Теван тут же догадался, что случилось в доме. Поразившего женщину духа артель обозвала «Бородатой тетей». Его часто встречали в горах восточного Камандара, хотя в других странах о нем почти не писали. Духа вызывала обыкновенная нерешительность – это выяснил кто-то из давних музыкантов. От напастей «Бородатой тети» страдали люди робкие и неуверенные, которым вдруг надо было принимать много непростых решений. От сильного волнения жертвы духа впадали в полусонное состояние. Их волосы начинали расти небывалыми темпами, стремительными рывками. Они лезли, как мясо из мясорубки, отовсюду, откуда им положено лезть. И автор имеет вовсе не то место, откуда подумал читатель, а имеет ввиду нос и уши, подмышки, руки, ноги, впрочем, и то место скромный автор тоже имеет ввиду…
Стоило «Бородатой тете» проникнуть в тело несчастного одержимого, как тот буквально покрывался волосами! Они отрастали так стремительно, что уже через день-два с макушки висели до пола, путались в ногах и пальцах, лезли в рот, обматывали зубы. Жирные пучки из носа падали в тарелки с пловом. Из ушей торчали такие мотки, что хоть косами заплетай! Да и в том месте, о котором постоянно думает читатель, не все бывало благополучно. И сколько волосы не срезай, они сочатся только быстрее с каждым днем. И в том самом… впрочем, идет настоятель…
– Ну вот, опять же, волосы какие-то, – бурчал Теван, протискиваясь в двери, – кружка, дед в окно суется, сейчас еще дождь пойдет, опять-таки…
Пока он бранился на все вокруг, половина деревни собралась у дома. Вон там, где колодец, стали кучкой братья Мцали, ковыряли в носах, переговаривались с матерью. У калитки переминался с ноги на ногу танутэр, вздутый, пугливый, подленький. На дереве сидел и грыз абрикосы мужчина по имени Чаха, жених одержимой. Еще какие-то бабы с серпами выглядывали из-за ограды; в толпе ходил мужик и пытался продать козу; даже осел, любитель персиков и забияка, пришел на представление.

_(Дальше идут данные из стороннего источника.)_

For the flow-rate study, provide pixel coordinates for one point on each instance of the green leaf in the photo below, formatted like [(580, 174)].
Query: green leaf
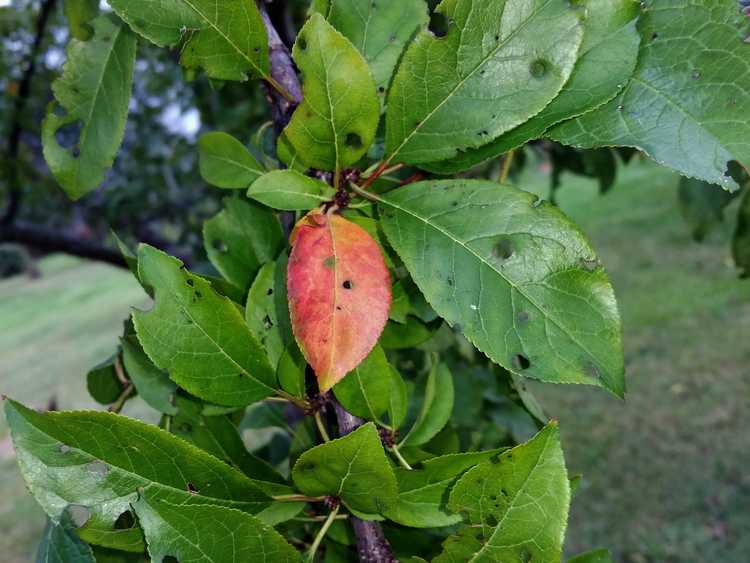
[(291, 191), (379, 30), (365, 391), (518, 283), (501, 62), (517, 505), (336, 122), (398, 399), (61, 544), (226, 38), (153, 385), (240, 238), (199, 336), (225, 162), (741, 239), (208, 534), (79, 14), (267, 310), (94, 92), (218, 436), (606, 61), (92, 463), (423, 492), (437, 407), (596, 556), (702, 205), (291, 370), (680, 107), (353, 468), (102, 382)]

– Вот что, ханум, – сказал Теван, отодвигая пучок бровей над дверями, – приготовь отвар мечхе и открой ставни.
Теван нашел в клубке волос из подмышек стул и принялся его выпутывать.
Мечхе – это что-то вроде наркотической травы. Она растет в высокогорьях Камандара, где ее жуют козы и кабаны, а потом, бешеные и сволочные, бегают с криками по виноградным садам. Один из монахов нашего монастыря не так давно бросил пучок высушенного с семенами мечхе в кружку с вином. Бедный брат до сих пор ходит на руках и читает шаралы петушиным голосом задом наперед.
А вообще, нужно оговориться. Насколько известно автору, запертому в стенах монастыря, шумовая игра музыкантов артели не требует употребления ни мечхе, ни вина, ни еще чего-нибудь этакого. Детских слез, например. Музыканты артели, как правило, обходятся игрой на инструментах, но иногда используют какие-то ведомые им одним мази, щеточки, кисточки, привешивают колокольчики, иногда, говорят, проливают на инструменты разные всякие жидкости, поплевывают, полизывают. Но лично музыканту никаких возбуждающих напитков употреблять не положено и часто вредно – в дурном пьяном виде легко попасть мимо струн.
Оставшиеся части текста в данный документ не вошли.